Although Colombia’s financial industry has established policies, institutions and private sector prevention systems to tackle money laundering, Medina suggested new measures need to be taken.

To this effect, the Justice Ministry is reportedly presenting an urgent bill to congress that will allow for illegal assets to be seized more quickly, by easing requirements and speeding up proceedings.

This will include allowing seized assets to be sold immediately by the organization responsible for their administration (Sociedad de Activos Especiales – SAE), without prior need for a judge’s approval. If a judge later finds the owner of the assets not guilty, a fund will be created to compensate them.

Mari Teteche, 42, right, cuts a marijuana plant grown in the mountains of Tacueyo, Cauca, Colombia, February 10, 2016.REUTERS /Jaime Saldarriaga
Mari Teteche, 42, right, cuts a marijuana plant grown in the mountains of Tacueyo, Cauca, Colombia, February 10, 2016.REUTERS /Jaime Saldarriaga

The concerning estimate that over 5 million Colombians are involved in illicit activities deserves some skepticism. The statistic received mixed responses from analysts consulted by InSight Crime; some found it oddly large, while others said that Colombia’s position as the world’s biggest cocaine producer and the underground economies that this generates make the numbers credible.

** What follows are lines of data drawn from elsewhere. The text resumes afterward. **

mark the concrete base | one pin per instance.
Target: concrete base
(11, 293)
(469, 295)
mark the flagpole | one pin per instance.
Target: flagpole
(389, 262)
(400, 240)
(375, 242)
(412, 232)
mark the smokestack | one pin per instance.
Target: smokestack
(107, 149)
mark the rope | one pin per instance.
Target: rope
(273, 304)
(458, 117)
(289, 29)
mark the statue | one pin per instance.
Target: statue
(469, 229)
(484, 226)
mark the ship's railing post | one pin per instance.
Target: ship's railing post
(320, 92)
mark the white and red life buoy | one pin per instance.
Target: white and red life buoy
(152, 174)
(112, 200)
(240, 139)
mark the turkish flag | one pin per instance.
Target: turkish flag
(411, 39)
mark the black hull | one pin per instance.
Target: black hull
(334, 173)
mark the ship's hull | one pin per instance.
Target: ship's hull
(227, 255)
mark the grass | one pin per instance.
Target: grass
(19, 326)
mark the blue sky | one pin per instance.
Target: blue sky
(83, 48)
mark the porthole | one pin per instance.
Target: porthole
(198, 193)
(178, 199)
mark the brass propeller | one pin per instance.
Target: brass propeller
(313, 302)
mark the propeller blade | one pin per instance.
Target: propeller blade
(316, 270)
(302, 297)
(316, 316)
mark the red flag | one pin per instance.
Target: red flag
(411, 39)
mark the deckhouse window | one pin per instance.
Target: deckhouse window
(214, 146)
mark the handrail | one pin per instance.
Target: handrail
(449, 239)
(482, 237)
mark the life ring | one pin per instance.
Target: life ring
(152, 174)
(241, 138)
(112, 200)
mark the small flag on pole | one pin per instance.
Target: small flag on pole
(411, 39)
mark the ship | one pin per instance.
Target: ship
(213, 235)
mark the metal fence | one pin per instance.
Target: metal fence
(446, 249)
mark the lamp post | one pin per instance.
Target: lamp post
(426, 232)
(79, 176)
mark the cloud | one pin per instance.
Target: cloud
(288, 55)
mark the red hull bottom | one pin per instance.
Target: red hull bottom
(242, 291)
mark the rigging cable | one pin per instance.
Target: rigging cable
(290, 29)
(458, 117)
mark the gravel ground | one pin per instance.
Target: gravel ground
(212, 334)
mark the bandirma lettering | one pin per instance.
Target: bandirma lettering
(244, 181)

This raises the question of how such figures are reached. (The Justice Ministry did not immediately reply to a request for comment from InSight Crime regarding the agency’s methodology.) The estimate likely takes into account the large number of ordinary civilians playing crucial roles at many stages within criminal economies.

The UNODC estimates that more than 370,000 people participate in or are dependent on coca cultivations (pdf), while illegal mining and contraband are also huge illicit industries. Additionally, official statistics put the percentage of informal employment in urban areas at almost 50 percent.

Estimates on the breadth of Colombia’s illegal economy must be considered in the context of the peace process currently underway with the country’s largest guerrilla group, the Revolutionary Armed Forces of Colombia (Fuerzas Armadas Revolucionarias de Colombia – FARC). According to InSight Crime field research, the group controls the large majority of Colombia’s illegal coca industry, and should they demobilize they will need to be re-accommodated within the legal economy to prevent their 7,000 estimated members from continuing or returning to illegal activities.